MIS-Contro-Tower/fix4.md at 864be8d93283048f9ab0d8d18331eee4c1f0f93a

mdares/MIS-Contro-Tower

Fork 0

Files

Marcelo 5e7ddaa0db changes

2026-04-29 07:13:42 +00:00

8.6 KiB

Raw Blame History

Task: Implement Control Tower changes only (no Node-RED edits), then run full verification with SQL + backfill script.

Repository context:

Workspace root: Plastic-Dashboard
Target branch assumption: sandbox-main
Database: PostgreSQL via Prisma
Scope strictly limited to Control Tower code and scripts in this repo

Hard constraints:

Do NOT edit any Node-RED flow files or Node-RED runtime code.
Do NOT change behavior outside the requested areas unless required for correctness.
Preserve existing non-authoritative guard behavior for downtime reasons (PENDIENTE / UNCLASSIFIED).
Run verification before and after backfill, and report results clearly.
If lint/test has unrelated pre-existing failures, do not refactor unrelated modules.

Implementation requirements:

A) Downtime continuity fallback key fix File:

app/api/ingest/event/route.ts

Goal:

Ensure fallback downtime reason identity/continuity uses episode continuity key (incidentKey) whenever present.
Use row.id only when incidentKey is truly absent.
Preserve guard that prevents non-authoritative values from overwriting authoritative manual reasons.

Details:

In the event ingestion logic where ReasonEntry payload is created for downtime-like events (including fallback UNCLASSIFIED and mold-change):

Derive a fallbackIncidentKey from available payload fields in this preference order:
- evData.incidentKey
- dataObj.incidentKey
- evDowntime?.incidentKey
- evReason?.incidentKey (if available)
Only if all are missing, fallback to row.id.

For fallback reasonRaw objects:

For mold-change fallback, set incidentKey to moldIncidentKey ?? fallbackIncidentKey ?? row.id.
For unclassified fallback, set incidentKey to fallbackIncidentKey ?? row.id.

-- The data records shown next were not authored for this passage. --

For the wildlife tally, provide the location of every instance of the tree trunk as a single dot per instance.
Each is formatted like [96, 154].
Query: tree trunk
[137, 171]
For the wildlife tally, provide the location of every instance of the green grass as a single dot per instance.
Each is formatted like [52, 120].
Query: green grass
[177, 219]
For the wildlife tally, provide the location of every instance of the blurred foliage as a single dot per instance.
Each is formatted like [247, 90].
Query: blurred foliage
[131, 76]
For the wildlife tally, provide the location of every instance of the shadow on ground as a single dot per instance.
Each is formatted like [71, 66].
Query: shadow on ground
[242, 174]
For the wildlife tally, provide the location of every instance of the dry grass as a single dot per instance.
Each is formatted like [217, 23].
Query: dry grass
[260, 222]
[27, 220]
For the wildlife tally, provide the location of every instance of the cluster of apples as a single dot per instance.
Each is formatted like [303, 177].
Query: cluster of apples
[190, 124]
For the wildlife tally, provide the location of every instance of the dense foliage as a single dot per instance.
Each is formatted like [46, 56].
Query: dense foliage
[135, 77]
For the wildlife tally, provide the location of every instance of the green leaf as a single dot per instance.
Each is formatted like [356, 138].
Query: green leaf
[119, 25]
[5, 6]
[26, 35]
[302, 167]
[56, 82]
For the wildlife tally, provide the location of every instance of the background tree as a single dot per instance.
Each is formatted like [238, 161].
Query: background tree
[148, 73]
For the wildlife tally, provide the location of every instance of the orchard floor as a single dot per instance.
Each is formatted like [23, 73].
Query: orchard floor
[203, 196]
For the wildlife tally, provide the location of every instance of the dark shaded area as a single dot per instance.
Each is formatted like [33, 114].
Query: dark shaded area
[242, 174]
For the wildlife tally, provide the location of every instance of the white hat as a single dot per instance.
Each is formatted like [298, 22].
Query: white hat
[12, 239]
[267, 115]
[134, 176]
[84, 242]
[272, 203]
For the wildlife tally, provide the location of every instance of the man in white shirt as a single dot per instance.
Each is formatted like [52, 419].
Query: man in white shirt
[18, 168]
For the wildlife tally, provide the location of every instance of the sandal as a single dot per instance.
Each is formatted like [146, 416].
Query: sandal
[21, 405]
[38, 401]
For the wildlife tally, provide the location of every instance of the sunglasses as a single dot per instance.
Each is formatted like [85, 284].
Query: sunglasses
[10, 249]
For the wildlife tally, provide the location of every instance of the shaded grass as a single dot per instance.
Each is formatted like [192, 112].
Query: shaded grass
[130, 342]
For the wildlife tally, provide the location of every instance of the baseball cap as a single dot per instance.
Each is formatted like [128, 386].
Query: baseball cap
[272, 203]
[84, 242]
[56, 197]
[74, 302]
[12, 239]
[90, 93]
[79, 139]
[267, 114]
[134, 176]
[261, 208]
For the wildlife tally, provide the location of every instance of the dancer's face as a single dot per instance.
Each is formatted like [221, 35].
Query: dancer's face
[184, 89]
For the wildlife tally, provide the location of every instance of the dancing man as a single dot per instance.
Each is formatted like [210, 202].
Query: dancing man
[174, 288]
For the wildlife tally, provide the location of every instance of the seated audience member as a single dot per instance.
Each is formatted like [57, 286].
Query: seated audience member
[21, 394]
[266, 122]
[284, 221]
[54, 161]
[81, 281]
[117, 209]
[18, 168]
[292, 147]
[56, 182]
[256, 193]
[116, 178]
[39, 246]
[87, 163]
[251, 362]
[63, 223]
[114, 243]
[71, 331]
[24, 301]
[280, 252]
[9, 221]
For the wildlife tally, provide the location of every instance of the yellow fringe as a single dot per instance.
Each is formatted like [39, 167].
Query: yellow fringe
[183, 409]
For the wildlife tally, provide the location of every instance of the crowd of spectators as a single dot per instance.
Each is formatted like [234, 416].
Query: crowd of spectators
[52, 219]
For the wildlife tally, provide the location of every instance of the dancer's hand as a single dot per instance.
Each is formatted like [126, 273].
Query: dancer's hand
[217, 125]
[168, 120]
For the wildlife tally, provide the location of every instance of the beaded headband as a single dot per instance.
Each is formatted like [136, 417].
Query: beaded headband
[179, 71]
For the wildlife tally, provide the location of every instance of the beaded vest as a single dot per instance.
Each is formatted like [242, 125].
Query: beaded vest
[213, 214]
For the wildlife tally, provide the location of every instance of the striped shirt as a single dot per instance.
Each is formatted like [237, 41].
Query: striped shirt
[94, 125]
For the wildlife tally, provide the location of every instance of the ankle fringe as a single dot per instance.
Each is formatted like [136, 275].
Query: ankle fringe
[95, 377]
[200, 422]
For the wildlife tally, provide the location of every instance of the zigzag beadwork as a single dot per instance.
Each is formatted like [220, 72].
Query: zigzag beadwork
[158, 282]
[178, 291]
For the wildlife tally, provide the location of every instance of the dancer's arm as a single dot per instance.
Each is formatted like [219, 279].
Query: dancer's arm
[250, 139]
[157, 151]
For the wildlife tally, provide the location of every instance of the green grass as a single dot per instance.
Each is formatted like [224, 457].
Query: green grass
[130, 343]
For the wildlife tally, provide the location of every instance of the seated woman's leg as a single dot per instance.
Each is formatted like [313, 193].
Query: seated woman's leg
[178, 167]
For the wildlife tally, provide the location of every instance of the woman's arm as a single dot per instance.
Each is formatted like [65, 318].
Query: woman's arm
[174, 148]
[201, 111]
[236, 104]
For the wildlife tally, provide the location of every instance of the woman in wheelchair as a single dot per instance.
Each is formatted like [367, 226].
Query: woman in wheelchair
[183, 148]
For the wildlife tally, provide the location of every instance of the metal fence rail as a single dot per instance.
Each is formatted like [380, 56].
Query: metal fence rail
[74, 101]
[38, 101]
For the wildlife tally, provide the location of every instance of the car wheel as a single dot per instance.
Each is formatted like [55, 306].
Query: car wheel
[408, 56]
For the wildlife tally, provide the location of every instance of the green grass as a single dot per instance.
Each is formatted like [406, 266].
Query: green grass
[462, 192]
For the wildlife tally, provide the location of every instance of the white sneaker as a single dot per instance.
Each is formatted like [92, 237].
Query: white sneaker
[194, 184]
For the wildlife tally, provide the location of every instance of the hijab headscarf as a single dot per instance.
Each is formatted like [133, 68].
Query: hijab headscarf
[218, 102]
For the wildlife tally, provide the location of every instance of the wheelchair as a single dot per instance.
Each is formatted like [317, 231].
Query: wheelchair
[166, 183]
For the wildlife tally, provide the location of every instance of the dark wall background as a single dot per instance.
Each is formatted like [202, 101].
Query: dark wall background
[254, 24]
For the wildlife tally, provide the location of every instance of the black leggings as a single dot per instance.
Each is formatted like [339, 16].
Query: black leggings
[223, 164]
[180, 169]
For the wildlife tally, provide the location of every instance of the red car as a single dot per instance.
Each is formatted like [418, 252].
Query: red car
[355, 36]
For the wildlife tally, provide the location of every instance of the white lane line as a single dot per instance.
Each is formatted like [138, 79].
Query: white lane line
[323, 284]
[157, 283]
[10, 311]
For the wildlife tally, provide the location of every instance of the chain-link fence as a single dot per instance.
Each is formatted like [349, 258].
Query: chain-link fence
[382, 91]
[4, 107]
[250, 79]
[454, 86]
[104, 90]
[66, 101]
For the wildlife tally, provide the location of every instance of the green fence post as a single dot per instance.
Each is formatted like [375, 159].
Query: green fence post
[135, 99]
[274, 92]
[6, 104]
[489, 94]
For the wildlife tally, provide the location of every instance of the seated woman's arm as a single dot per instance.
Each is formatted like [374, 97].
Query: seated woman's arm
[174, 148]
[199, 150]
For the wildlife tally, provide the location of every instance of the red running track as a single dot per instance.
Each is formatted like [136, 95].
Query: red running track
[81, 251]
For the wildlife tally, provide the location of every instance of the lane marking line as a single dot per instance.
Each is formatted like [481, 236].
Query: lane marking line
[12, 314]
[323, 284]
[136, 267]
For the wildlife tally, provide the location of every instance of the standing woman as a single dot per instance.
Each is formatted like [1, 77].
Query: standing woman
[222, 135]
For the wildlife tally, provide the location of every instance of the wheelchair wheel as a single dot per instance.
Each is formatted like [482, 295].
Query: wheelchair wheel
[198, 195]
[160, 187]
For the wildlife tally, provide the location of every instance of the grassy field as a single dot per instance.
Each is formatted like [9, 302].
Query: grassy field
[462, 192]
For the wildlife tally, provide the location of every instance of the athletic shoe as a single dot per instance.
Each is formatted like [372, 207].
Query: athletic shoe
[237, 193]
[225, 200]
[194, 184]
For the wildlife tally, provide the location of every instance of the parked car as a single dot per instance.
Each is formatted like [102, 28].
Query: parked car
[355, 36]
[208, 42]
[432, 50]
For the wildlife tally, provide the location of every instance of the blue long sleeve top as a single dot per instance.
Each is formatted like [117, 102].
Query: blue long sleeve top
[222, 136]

Create one continuityIncidentKey (single source of truth) used consistently for:

downtime reasonId construction (evt::downtime:)
ReasonEntry episodeId for downtime
meta.incidentKey in reason entry writes
manual-preservation guard queries by episodeId

Keep non-authoritative guard semantics unchanged:

incoming non-authoritative reason should not overwrite existing authoritative reason for same episode
downtime-acknowledged/manual authoritative path remains preserved

B) OEE trend from production-only snapshots File:

app/api/reports/route.ts

Goal:

Build OEE trend from production-only snapshots:
- trackingEnabled = true
- productionStarted = true
Keep summary metrics behavior explicit and consistent with this filtering decision.

Details:

Include trackingEnabled and productionStarted in KPI snapshot select.
Add helper like isProductionSnapshot(trackingEnabled, productionStarted).
Compute OEE/Availability/Performance/Quality averages using production-only rows.
For trend generation:

Iterate timeline in ts order.
For non-production snapshots, emit null points (for OEE and related KPI lines) so chart can render true gaps.
For production snapshots, emit actual numeric values (or null if value is missing).

Keep downtime/event aggregates and cycle-based totals behavior intact unless explicitly tied to OEE production-only requirement.
Keep logic explicit in code comments (short, concrete comments only where needed).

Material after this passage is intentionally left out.